Nel caso di Berlusconi non si capisce di quale orologio si tratti, se non del suo. È stato lui a dettare i tempi telefonando la sera del 27 maggio alla questura di Milano facendo pressioni sui poliziotti per determinare la sorte di Karima El Mahroug, detta Ruby. Cosa avrebbe dovuto fare la procura della Repubblica di Milano di fronte a una “notizia criminis” così palese, comprovata dalle relazioni della polizia, ammessa dallo stesso Berlusconi? Ignorarla per non intralciare la vita politica? Questa sì sarebbe stata una “ingiustizia a orologeria”. Quelli del centrodestra continuano a far rullare la grancassa che Berlusconi “ha il consenso popolare”. Devono dirci, una volta per tutte, se il consenso popolare autorizza a commettere reati. Se la risposta è sì, retrocediamo oltre il “monarca costituzionale” che deve rispettare almeno le leggi da lui stesso emanate come fu stabilito dalla “Magna Charta Libertatum” varata nel 1215 in Inghilterra sotto il regno di John Lackland (Giovanni Senza Terra) il fratello intelligente, ma diffamato, del muscolare e cretino, ma onorato, Riccardo Cuor di Leone.

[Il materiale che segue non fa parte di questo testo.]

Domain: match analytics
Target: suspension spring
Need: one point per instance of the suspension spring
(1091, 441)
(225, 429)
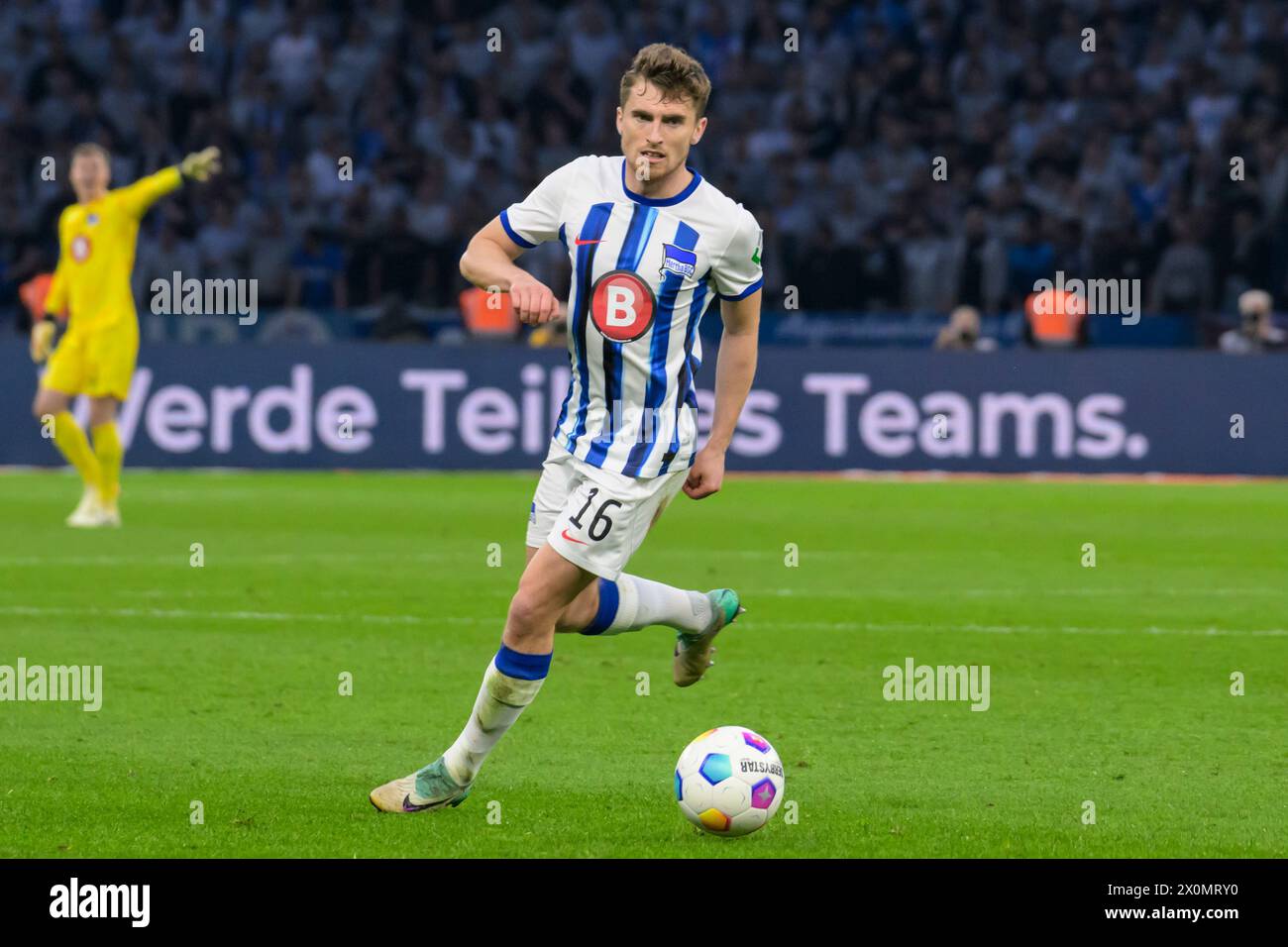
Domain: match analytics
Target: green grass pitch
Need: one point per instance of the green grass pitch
(1111, 684)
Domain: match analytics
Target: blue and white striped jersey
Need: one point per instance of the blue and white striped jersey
(643, 273)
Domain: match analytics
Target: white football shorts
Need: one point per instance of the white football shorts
(595, 518)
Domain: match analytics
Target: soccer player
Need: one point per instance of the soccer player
(95, 356)
(652, 244)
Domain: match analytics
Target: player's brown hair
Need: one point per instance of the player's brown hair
(675, 73)
(91, 149)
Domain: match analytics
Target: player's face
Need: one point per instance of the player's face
(656, 134)
(89, 175)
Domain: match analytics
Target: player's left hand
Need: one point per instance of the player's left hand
(201, 165)
(706, 474)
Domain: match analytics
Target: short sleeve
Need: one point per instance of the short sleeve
(738, 273)
(536, 218)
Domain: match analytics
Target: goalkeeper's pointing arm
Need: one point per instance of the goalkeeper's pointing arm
(200, 166)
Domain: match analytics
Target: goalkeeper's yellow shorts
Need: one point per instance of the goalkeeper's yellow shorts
(97, 363)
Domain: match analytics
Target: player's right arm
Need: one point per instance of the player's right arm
(488, 263)
(54, 303)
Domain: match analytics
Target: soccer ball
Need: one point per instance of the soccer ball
(729, 781)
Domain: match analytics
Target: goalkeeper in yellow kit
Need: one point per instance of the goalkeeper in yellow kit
(95, 356)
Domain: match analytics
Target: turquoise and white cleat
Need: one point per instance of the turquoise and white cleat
(694, 652)
(425, 789)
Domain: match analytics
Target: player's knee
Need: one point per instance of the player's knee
(527, 612)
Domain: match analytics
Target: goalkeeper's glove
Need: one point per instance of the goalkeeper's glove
(42, 339)
(200, 165)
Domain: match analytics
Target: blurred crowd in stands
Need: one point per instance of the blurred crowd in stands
(1109, 140)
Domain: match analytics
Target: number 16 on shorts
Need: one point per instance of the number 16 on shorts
(592, 531)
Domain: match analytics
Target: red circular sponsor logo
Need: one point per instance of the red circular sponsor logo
(622, 305)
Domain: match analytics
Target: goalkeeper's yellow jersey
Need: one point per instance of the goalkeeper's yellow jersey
(95, 258)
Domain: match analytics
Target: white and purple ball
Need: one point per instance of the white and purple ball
(729, 781)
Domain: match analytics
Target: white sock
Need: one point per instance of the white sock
(501, 698)
(638, 603)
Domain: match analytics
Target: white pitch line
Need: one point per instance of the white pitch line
(999, 592)
(181, 558)
(40, 611)
(44, 611)
(1020, 629)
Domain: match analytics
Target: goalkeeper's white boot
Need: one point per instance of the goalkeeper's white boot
(425, 789)
(89, 512)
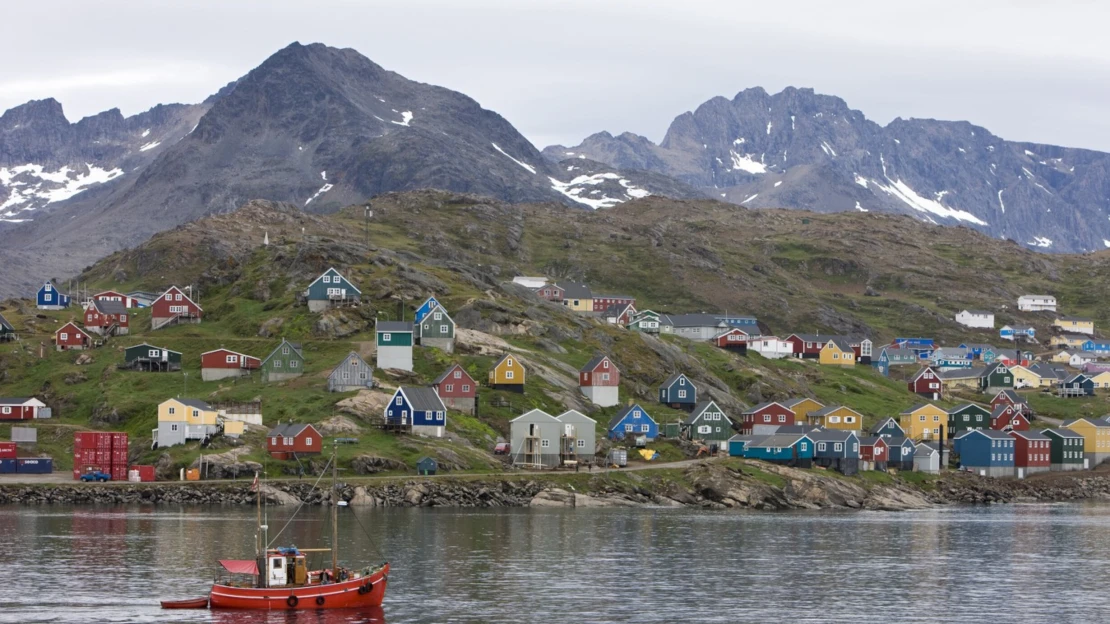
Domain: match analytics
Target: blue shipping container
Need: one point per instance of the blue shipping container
(36, 465)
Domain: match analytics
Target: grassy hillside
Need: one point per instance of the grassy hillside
(878, 274)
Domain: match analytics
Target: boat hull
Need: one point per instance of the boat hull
(345, 594)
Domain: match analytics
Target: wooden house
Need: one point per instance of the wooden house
(436, 330)
(174, 307)
(290, 441)
(1066, 449)
(223, 363)
(838, 352)
(416, 410)
(330, 290)
(150, 358)
(284, 362)
(50, 298)
(708, 422)
(599, 381)
(924, 421)
(70, 336)
(837, 418)
(394, 341)
(352, 374)
(508, 374)
(1032, 452)
(967, 416)
(926, 383)
(765, 419)
(107, 318)
(632, 421)
(457, 389)
(678, 392)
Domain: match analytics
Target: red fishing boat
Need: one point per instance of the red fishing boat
(280, 580)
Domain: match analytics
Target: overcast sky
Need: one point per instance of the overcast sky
(1025, 69)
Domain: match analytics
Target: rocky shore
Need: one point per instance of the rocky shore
(710, 484)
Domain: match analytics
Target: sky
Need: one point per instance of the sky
(1027, 70)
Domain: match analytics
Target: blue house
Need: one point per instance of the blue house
(425, 309)
(986, 452)
(50, 298)
(678, 392)
(633, 421)
(417, 410)
(790, 449)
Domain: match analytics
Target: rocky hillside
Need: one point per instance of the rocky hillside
(798, 149)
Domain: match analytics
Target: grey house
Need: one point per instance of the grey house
(352, 374)
(437, 329)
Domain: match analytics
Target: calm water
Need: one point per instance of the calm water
(1025, 563)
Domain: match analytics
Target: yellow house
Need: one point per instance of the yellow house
(924, 422)
(1096, 439)
(1075, 324)
(837, 352)
(507, 374)
(837, 416)
(803, 408)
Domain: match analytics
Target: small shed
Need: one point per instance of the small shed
(426, 466)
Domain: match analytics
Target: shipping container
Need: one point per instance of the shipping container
(34, 465)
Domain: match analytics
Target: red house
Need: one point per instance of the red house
(106, 316)
(173, 307)
(766, 419)
(1031, 451)
(456, 389)
(288, 441)
(926, 383)
(71, 336)
(223, 363)
(733, 340)
(1008, 418)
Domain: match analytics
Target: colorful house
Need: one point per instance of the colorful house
(966, 418)
(507, 374)
(172, 308)
(394, 341)
(284, 362)
(1066, 449)
(599, 381)
(330, 290)
(70, 336)
(837, 416)
(223, 363)
(924, 421)
(457, 389)
(352, 374)
(632, 421)
(50, 298)
(766, 418)
(416, 410)
(150, 358)
(290, 441)
(986, 452)
(678, 392)
(709, 423)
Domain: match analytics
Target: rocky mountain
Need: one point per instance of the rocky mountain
(313, 126)
(798, 149)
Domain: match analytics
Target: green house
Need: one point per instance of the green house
(967, 418)
(283, 363)
(150, 358)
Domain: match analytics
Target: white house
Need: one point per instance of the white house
(976, 319)
(770, 346)
(1037, 302)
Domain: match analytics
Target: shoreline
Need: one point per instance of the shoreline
(706, 484)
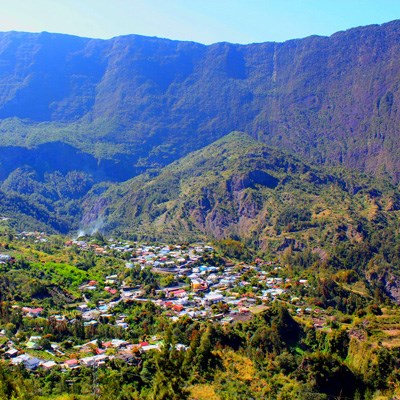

Giuliano Ferrara, nella sua esibizione al Dal Verme, ha detto che non possiamo permetterci di entrare “nell’inconscio di un uomo che ha perso di recente la madre e si è separato dalla moglie”. A parte che perdere la madre quando si hanno più di 70 anni non dovrebbe essere poi così anomalo (ci sarebbe anzi da ringraziare Domineddio che ce l’ha conservata così a lungo…), che vuol dire? Che se uno ha perso i genitori è autorizzato a delinquere? Quanti anni aveva Totò Riina quando perse i suoi? E quanti delitti ho diritto a commettere io, visto che mio padre è morto quando avevo 17 anni? Oltre, e forse più, che di Berlusconi siamo stufi di questi D’Annunzio per meno abbienti, di questi dandy “de noantri”, di questi Oscar Wilde da strapazzo, che alla tenera età di 59 anni non hanno scritto un libro purchessia (non dico “Il piacere” o “Il Ritratto di Dorian Gray”) e si dan grandi arie da intellettuali, che si atteggiano a dei Talleyrand e sono al livello in cui, a teatro, sta la buca del suggeritore, che non hanno mai combinato nulla nella vita se non affossare, come ricordava giorni fa Marco Travaglio in un divertente excursus sul fregnone, qualsiasi impresa cui abbiano partecipato. Eppure Ferrara fa audience, gli si dà ascolto e persino retta. Quel che fa senso in questo Paese, oltre la delinquenza della sua classe dirigente, è la confusione mentale in cui è precipitato.